Vous le savez, un prêtre donne sa vie pour témoigner de l’amour inconditionnel de Dieu pour chacun tel qu’il est – et rien d’autre. Il renonce à l’argent, au pouvoir, au confort. Cette vie est ma joie de chaque jour ! Mais je sais aussi que ce que nous portons et ce que nous sommes est depuis l’origine signe de contradiction. Le Christ lui même a vécu le mystère douloureux d’un cri d’amour qui n’est pas reçu. Qui suscite même parfois la haine… Il n’est donc pas étonnant que ceux qui le suivent puissent vivre la même expérience.

Je voudrais simplement qu’aucun de mes frères dans la foi ne cède à ce rejet, sans avoir au moins essayé de comprendre ; parce que nous avons en commun l’essentiel.

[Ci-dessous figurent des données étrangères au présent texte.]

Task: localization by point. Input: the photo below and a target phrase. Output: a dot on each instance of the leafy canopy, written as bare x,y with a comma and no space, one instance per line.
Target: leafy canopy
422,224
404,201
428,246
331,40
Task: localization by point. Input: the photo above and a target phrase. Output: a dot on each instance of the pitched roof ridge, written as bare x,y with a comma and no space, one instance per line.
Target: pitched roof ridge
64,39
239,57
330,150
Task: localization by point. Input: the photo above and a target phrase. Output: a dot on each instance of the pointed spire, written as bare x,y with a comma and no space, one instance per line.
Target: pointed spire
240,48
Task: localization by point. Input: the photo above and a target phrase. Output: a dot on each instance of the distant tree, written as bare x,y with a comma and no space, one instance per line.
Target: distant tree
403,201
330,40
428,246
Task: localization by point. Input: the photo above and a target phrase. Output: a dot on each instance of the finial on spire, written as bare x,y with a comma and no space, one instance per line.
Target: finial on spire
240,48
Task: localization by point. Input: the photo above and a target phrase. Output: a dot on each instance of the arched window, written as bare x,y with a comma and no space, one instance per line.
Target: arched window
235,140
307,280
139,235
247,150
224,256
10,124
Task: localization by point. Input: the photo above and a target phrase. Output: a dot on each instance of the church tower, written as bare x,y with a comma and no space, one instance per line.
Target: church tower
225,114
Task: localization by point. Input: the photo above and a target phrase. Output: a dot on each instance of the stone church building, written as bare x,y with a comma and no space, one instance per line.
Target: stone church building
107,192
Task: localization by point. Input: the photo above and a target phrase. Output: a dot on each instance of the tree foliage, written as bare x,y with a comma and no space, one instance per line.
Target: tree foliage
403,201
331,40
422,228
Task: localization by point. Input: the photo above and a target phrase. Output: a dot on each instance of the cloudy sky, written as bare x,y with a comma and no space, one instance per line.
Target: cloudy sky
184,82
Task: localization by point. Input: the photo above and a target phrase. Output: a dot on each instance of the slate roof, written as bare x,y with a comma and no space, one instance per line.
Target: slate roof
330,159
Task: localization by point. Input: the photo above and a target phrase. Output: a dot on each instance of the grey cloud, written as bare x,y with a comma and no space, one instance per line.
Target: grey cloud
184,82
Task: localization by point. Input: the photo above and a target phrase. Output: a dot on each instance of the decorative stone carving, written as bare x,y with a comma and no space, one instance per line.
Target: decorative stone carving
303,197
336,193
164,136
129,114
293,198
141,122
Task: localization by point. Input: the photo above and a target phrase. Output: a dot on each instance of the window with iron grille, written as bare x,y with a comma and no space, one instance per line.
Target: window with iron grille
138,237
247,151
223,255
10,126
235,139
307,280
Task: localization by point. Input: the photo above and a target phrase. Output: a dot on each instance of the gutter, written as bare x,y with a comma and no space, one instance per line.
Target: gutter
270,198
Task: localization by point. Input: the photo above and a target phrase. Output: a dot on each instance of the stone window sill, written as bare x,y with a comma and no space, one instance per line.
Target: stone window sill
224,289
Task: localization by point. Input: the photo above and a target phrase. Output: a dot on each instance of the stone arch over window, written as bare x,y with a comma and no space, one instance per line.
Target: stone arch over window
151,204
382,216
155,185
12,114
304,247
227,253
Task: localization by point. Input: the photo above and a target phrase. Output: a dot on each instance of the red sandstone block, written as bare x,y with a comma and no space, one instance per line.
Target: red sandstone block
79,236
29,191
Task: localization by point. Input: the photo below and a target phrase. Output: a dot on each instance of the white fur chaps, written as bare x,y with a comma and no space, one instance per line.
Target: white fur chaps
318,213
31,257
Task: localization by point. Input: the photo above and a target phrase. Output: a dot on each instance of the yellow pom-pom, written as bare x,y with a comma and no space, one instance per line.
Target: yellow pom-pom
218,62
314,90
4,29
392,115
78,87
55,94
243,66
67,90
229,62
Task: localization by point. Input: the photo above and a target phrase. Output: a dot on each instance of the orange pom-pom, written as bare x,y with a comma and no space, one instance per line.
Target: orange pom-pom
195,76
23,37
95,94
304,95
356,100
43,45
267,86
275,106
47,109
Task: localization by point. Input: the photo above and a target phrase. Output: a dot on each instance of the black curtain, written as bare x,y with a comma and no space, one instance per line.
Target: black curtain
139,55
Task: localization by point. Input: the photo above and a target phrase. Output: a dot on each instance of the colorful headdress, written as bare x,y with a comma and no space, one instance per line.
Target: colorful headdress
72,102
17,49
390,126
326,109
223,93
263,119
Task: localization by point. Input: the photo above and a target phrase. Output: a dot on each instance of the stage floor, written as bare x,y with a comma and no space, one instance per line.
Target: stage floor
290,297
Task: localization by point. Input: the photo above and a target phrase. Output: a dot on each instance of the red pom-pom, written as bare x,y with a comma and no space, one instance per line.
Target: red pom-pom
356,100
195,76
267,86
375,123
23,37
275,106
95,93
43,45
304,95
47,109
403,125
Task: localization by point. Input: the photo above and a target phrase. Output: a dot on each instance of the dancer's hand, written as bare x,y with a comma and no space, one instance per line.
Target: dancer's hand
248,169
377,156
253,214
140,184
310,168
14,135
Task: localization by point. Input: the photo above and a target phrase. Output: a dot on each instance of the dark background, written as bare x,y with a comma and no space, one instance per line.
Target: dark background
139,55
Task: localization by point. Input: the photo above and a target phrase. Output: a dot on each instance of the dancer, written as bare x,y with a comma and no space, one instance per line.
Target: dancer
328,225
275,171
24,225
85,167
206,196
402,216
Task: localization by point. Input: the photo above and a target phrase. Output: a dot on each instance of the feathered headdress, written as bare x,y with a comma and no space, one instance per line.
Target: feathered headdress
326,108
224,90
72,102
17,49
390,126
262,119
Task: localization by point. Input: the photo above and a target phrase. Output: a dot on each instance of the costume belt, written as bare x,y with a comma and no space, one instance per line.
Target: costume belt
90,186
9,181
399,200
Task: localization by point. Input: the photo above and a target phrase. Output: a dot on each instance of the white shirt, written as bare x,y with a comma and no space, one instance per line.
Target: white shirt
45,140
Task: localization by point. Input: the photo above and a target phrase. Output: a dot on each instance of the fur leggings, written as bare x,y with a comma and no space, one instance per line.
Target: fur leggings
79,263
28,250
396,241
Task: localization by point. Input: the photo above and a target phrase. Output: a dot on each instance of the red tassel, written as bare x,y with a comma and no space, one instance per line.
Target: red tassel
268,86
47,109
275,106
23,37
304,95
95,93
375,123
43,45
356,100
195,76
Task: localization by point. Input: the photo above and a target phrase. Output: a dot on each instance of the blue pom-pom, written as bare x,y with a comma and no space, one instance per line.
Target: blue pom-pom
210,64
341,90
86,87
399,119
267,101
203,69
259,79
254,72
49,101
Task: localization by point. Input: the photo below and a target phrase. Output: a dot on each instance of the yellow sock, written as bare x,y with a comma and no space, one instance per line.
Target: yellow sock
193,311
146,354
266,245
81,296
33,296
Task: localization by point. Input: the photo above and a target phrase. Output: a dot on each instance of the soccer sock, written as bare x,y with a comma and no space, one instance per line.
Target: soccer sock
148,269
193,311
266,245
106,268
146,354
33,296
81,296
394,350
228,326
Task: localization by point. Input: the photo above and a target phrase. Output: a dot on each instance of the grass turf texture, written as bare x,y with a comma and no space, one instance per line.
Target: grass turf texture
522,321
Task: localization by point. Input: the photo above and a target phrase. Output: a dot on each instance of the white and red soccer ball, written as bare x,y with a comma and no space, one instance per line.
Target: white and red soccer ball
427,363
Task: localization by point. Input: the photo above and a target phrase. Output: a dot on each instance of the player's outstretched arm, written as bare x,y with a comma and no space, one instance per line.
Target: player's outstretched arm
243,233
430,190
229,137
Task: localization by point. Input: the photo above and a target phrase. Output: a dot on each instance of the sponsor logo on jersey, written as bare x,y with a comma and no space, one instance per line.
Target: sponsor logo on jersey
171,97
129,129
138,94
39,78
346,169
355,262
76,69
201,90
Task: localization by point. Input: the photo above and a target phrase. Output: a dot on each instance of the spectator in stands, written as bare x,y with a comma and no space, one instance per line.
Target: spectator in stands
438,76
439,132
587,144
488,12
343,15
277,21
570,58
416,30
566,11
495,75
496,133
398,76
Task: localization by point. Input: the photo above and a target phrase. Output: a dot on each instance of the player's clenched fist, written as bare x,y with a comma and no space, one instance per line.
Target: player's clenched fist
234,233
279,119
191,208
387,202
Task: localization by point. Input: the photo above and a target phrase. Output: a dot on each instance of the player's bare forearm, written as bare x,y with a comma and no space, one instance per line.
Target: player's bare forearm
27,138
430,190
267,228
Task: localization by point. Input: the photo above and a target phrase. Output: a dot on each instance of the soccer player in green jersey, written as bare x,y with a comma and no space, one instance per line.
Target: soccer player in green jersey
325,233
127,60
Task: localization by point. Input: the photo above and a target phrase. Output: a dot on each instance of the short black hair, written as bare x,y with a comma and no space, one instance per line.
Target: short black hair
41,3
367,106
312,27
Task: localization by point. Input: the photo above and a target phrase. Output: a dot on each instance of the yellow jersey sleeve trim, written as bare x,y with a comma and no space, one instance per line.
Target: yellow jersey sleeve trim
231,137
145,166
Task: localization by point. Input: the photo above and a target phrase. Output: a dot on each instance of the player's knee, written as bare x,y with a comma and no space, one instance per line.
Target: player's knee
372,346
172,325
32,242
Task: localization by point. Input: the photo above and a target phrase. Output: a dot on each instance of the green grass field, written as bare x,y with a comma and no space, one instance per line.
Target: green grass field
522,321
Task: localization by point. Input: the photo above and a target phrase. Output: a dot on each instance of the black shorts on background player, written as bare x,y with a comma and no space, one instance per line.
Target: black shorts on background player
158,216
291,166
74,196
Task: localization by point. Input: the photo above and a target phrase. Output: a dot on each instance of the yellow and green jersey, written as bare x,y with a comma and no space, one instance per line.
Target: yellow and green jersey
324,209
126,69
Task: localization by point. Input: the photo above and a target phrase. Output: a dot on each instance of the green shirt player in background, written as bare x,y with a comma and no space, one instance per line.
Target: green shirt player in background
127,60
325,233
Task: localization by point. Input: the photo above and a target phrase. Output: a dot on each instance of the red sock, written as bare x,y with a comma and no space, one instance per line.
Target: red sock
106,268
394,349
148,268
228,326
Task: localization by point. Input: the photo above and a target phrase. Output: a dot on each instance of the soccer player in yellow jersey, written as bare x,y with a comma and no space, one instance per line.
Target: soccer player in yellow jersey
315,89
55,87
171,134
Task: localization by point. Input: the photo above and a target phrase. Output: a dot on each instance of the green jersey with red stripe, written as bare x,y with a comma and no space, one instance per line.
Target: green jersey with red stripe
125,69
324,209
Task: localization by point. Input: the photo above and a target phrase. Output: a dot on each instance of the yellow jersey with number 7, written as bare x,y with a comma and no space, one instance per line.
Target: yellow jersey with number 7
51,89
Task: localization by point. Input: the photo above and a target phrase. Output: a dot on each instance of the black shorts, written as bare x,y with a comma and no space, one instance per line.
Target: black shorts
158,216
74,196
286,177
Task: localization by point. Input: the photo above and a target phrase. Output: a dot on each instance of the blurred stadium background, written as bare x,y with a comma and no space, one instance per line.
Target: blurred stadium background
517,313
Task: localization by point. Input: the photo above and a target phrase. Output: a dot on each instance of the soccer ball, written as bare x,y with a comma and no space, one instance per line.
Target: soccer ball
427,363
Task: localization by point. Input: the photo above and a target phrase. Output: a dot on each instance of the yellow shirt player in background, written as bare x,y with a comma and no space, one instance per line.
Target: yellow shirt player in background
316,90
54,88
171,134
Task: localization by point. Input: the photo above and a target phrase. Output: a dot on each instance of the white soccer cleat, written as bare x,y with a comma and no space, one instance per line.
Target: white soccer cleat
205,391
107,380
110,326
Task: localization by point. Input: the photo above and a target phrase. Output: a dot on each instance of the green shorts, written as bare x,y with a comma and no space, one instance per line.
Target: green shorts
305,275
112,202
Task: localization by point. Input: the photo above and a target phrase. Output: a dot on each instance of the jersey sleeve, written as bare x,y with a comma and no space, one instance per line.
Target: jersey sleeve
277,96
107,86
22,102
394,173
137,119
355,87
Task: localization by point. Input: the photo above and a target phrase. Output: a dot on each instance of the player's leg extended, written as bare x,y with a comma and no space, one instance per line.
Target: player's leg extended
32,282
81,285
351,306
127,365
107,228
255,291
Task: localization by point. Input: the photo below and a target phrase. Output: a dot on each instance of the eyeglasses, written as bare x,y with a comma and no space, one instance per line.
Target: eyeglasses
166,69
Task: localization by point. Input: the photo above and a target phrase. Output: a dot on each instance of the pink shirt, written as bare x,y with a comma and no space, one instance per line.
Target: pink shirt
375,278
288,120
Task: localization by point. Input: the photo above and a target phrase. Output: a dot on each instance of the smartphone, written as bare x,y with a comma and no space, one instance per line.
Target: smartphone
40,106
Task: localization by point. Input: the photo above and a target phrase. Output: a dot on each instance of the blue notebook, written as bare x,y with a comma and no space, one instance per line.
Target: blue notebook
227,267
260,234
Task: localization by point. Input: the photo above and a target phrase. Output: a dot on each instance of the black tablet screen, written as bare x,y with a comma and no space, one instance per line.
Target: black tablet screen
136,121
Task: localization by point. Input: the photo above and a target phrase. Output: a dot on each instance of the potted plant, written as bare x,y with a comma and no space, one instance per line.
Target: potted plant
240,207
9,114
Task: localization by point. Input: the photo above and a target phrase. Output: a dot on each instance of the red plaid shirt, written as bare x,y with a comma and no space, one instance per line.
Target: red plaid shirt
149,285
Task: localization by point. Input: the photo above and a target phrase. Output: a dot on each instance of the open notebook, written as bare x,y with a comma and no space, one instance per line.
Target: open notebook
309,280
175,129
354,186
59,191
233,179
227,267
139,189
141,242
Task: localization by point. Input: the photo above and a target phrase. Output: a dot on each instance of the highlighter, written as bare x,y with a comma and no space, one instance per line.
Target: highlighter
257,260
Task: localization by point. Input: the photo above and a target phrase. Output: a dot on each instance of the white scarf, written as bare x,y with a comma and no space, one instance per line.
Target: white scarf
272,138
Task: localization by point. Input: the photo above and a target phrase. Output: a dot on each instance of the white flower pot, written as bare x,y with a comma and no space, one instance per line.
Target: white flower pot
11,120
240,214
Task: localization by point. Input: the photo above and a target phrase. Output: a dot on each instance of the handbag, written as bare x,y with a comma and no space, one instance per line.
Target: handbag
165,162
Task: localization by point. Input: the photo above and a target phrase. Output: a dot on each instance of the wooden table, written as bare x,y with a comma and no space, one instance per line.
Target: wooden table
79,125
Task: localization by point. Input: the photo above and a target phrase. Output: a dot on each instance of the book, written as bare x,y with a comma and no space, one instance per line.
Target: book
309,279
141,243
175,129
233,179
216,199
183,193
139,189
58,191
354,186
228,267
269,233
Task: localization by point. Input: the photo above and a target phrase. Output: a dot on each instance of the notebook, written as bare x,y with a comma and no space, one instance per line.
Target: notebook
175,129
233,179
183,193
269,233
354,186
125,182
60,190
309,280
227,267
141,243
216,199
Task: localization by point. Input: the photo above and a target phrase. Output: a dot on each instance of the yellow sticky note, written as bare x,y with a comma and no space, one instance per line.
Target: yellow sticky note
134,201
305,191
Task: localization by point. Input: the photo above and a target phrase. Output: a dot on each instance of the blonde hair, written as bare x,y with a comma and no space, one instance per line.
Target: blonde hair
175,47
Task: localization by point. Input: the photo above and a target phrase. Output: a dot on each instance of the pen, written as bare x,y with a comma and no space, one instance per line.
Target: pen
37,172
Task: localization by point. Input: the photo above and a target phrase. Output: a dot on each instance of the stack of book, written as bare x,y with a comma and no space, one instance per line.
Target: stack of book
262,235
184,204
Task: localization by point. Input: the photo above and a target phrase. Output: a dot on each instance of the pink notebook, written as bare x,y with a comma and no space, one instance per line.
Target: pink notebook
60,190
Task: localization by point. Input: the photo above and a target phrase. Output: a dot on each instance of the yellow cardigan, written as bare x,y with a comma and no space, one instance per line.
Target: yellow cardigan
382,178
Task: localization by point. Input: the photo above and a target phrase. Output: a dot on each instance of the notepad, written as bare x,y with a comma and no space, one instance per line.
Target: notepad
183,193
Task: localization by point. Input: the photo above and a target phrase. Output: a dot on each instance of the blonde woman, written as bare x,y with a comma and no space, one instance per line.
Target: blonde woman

Et l’essentiel, c’est la Parole, que vous citez. « Celui qui voit son frère dans le besoin sans se laisser attendrir, comment l’amour de Dieu pourrait-il demeurer en lui ? » Comment aurions-nous pu savoir les plus petits de nos frères dans le plus grand besoin qui soit, le besoin d’un père, d’une mère, sans nous laisser toucher par cette ultime pauvreté ? Voilà comment, pauvrement nous aussi, mais avec toute la sincérité de notre foi, et toute notre conviction de citoyens, nous avons essayé d’aimer « en actes et en vérité ».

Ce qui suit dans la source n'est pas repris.